Unfortunately for Aldridge, it just so happened that upon reaching the NBA's final four for the first time in his career with Popovich's considerable guidance, Leonard's ankle injuries thrust him into a starring role.

And that's just not good for him.

Some would view it as a golden opportunity. But if you look at Aldridge's track record, you know that he's not that guy. He wants comfort zone over prime time. Even though he played well in San Antonio's Game 6 clincher at Houston, that was a uniquely pressure-free run with Leonard's ankle being saved for a potential Game 7 back home.

With Leonard back in the lineup, Aldridge played well in Game 1 at Golden State before becoming a big part of the turnover-filled collapse after Leonard got hurt. In the Warriors' Game 2 romp, the story wasn't that Aldridge was overwhelmed by Golden State's defensive attention, it was that Aldridge gave up before he even saw it because he skittishly assumed it was coming.

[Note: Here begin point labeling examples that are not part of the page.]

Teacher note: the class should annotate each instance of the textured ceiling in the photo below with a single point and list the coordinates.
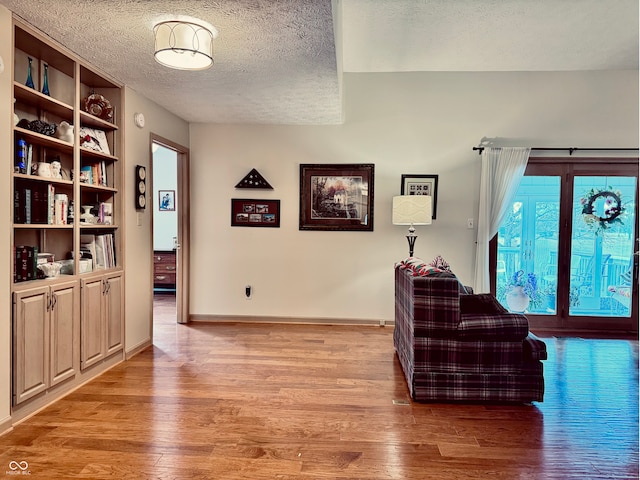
(276, 61)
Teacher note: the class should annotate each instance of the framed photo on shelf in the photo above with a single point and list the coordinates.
(421, 185)
(336, 197)
(94, 139)
(255, 213)
(166, 200)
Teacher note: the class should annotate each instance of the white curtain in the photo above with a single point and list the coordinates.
(502, 170)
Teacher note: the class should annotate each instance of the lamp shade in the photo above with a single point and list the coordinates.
(183, 45)
(412, 210)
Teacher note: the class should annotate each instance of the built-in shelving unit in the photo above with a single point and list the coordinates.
(69, 327)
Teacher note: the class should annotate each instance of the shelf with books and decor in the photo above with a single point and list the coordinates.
(66, 170)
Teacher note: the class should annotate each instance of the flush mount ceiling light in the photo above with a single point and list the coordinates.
(183, 45)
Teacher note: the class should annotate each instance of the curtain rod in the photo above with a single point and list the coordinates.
(571, 149)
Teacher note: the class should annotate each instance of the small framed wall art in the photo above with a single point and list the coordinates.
(421, 185)
(166, 200)
(255, 213)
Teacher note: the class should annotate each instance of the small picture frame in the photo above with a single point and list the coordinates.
(166, 200)
(421, 185)
(94, 139)
(247, 212)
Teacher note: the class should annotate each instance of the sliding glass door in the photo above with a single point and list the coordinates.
(565, 252)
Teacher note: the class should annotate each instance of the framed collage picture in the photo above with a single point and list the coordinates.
(255, 213)
(421, 185)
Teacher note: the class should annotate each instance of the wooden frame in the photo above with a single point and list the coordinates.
(247, 212)
(166, 200)
(336, 197)
(421, 185)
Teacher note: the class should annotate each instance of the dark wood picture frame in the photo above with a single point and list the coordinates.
(337, 197)
(247, 212)
(166, 200)
(421, 185)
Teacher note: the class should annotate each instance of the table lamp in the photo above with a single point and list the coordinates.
(412, 210)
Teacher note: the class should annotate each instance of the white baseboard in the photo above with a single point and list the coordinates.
(293, 320)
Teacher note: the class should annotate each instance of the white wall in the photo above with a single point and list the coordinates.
(165, 177)
(138, 241)
(6, 264)
(403, 123)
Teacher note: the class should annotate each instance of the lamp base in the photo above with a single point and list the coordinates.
(411, 238)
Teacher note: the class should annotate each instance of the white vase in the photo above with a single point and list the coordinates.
(517, 300)
(87, 217)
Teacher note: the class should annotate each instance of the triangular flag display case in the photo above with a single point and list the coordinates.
(253, 179)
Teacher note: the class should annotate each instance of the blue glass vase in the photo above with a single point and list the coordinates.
(45, 81)
(29, 77)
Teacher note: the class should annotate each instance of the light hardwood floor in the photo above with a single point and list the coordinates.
(259, 401)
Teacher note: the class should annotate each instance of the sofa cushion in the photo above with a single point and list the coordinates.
(419, 268)
(480, 303)
(505, 326)
(441, 263)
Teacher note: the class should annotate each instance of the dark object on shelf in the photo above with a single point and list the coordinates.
(29, 82)
(38, 126)
(98, 106)
(253, 179)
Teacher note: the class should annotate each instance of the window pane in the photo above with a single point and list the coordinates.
(602, 246)
(528, 247)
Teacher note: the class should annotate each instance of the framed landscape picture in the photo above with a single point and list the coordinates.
(255, 213)
(336, 197)
(421, 185)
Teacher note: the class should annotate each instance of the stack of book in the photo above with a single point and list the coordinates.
(39, 204)
(25, 263)
(100, 248)
(94, 174)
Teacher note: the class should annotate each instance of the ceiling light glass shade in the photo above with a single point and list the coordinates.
(183, 45)
(412, 210)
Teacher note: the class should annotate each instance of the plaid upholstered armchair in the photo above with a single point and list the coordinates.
(459, 347)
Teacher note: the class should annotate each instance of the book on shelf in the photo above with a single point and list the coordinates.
(105, 213)
(61, 208)
(27, 205)
(105, 254)
(25, 263)
(88, 248)
(86, 174)
(19, 205)
(103, 174)
(51, 199)
(29, 158)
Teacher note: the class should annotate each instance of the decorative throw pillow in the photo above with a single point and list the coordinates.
(481, 303)
(440, 263)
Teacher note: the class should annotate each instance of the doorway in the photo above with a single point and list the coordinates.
(569, 240)
(170, 227)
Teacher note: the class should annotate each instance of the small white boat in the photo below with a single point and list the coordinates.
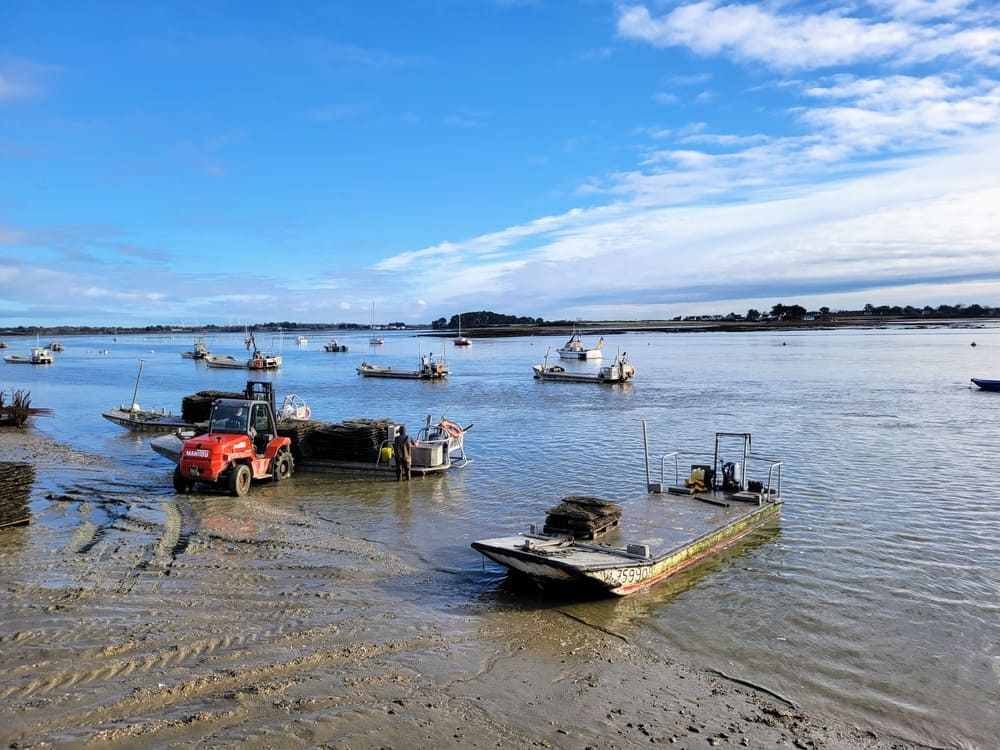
(200, 350)
(40, 355)
(430, 369)
(619, 371)
(574, 349)
(137, 419)
(257, 361)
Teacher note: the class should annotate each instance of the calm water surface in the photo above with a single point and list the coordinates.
(876, 599)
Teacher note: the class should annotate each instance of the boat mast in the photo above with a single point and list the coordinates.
(135, 392)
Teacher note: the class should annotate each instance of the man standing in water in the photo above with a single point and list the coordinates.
(401, 450)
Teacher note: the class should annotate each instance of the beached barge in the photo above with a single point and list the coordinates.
(672, 528)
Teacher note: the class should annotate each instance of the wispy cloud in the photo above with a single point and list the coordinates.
(805, 41)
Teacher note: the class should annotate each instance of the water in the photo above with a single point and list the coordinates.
(876, 599)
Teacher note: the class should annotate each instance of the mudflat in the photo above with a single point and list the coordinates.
(256, 625)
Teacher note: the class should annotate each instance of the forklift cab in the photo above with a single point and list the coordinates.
(261, 429)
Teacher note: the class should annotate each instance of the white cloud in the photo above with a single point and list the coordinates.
(806, 41)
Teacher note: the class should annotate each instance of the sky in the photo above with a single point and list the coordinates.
(224, 162)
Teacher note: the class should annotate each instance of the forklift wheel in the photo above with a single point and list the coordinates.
(182, 485)
(284, 464)
(239, 480)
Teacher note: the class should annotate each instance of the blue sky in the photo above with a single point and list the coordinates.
(187, 163)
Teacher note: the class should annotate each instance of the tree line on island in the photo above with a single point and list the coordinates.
(485, 319)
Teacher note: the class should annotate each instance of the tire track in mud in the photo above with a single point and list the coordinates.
(190, 698)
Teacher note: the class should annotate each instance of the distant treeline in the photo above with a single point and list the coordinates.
(487, 319)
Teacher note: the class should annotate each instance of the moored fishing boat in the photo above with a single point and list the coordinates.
(137, 419)
(653, 537)
(257, 360)
(39, 355)
(619, 371)
(574, 349)
(430, 369)
(200, 350)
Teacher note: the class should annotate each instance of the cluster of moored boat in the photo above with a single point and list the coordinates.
(38, 355)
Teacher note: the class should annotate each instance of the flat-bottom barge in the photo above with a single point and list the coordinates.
(672, 528)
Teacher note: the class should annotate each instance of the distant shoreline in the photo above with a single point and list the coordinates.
(562, 328)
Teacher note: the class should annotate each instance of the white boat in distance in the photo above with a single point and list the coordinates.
(430, 369)
(39, 356)
(574, 349)
(137, 419)
(257, 361)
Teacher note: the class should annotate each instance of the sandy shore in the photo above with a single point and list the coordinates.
(148, 625)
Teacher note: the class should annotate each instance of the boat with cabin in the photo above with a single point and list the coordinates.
(429, 369)
(133, 417)
(200, 350)
(257, 360)
(619, 371)
(574, 349)
(595, 548)
(39, 355)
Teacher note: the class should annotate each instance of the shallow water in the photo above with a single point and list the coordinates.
(876, 599)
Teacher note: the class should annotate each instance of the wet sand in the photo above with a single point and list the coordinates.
(145, 624)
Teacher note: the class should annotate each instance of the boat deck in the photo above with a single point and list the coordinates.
(656, 536)
(661, 522)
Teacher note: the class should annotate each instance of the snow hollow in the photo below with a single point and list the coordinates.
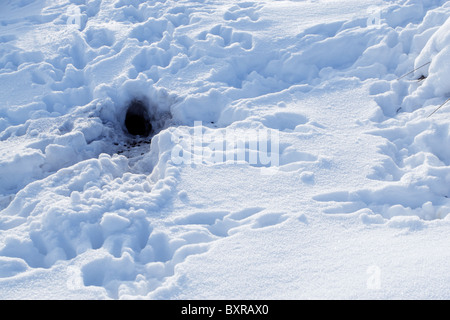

"I kind of threw off the offensive rhythm not taking my shots, and I kind of got lost in the flow of just standing around," he said.

The guy does care. You could see his disappointment in himself even before Danny Green shot a couple of mandatory gazes his way when Aldridge failed to provide proper help defense on Stephen Curry's back-breaking layup late in Game 1. When Aldridge fails to get back in transition defense, it's often because he's too deep in his own head making sure he matches up with a shooter on the perimeter, per the scouting report.

Aldridge is the type who will sometimes go through the motions, but he's also the type who will hurt the team by trying to fit in more than trying to be the best he can be.

His teammates have implored him to be more aggressive all season, not just this week. So as striking as Popovich's characterization that Aldridge was "timid" in Game 2 was, it's nothing new to this team.

In truth, he's a guy who has to get knocked down first (Game 2) before he realizes he has to fight harder (Game 3).

"Last game it definitely worked to their advantage with me getting passive," Aldridge said Thursday. "Our next game, I won't do that."

Yet by being the guy who doesn't hit first, Aldridge has ensured the Spurs are in this Game 3 predicament that Pau Gasol described as "If you lose, you know you're pretty much out."

At least Popovich will have had three days off to craft a slightly more Portland-like offensive structure for Aldridge in case Leonard again doesn't play. And it should be much easier to stay poised with the support of a home crowd, in front of which Aldridge shot 49.7 percent this season (as opposed to the 46.1 percent he shot in the road.

Aldridge should play better, but let's be clear: He's not going to save this series or this season for the Spurs.

If he was, he wouldn't be playing in an arena where his uniform number hangs in honor of another player.

If he was, he wouldn't be in San Antonio in the first place.